En ce qui concerne le déroulement des opérations de vote, le conférencier a souligné que le processus d’identification systématique par l’assesseur de la majorité et de l’opposition a été appliqué. Il a expliqué que dans les bureaux de vote observés, il n’y a pas eu assez de vote par procuration et d’incidents majeurs. Selon Dramane Diarra, le scrutin s’est déroulé dans un climat serein et apaisé partout où il a pu se tenir.

Pour la clôture et le dépouillement du scrutin, le président du réseau Apem a mentionné qu’en général, les bureaux de vote ont été clôturés à 18 heures. Il a ajouté que la liste d’émargement n’était pas systématiquement arrêtée et signée par les membres des bureaux de vote. Aussi, a-t-il expliqué, les signatures de l’assesseur de la majorité et celui de l’opposition n’ont pas été systématiquement vérifiées sur chaque bulletin de vote partout.
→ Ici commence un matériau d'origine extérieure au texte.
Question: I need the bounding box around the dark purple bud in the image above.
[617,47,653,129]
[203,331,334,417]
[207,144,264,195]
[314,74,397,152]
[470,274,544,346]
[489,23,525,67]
Faisant un constat général de ce premier tour, le conférencier a noté l’indisponibilité des cartes d’électeurs biométriques non retirées dans les bureaux de vote indiqués, le jour du vote ; l’absence et surtout le retard des agents électoraux, notamment les assesseurs de la majorité et de l’opposition ; des incidences graves dans certaines localités du centre et du Nord ; le faible niveau des agents électoraux et surtout des délégués des candidats ; la mobilisation mitigée des électeurs, etc.

Au regard de ces constats, le réseau Apem félicite l’ensemble des acteurs de la chaîne sécuritaire pour le maintien de la sécurité dans une bonne partie du pays et exhorte les autorités à étendre la couverture sécuritaire aux localités victimes d’attaques lors de ce premier tour du scrutin. Il exhorte aussi les acteurs à la consolidation de la gestion consensuelle du processus, encourage les candidats à se faire valablement représenter dans les bureaux de vote au niveau des commissions de centralisation et demande l’intensification de la distribution des cartes d’électeurs.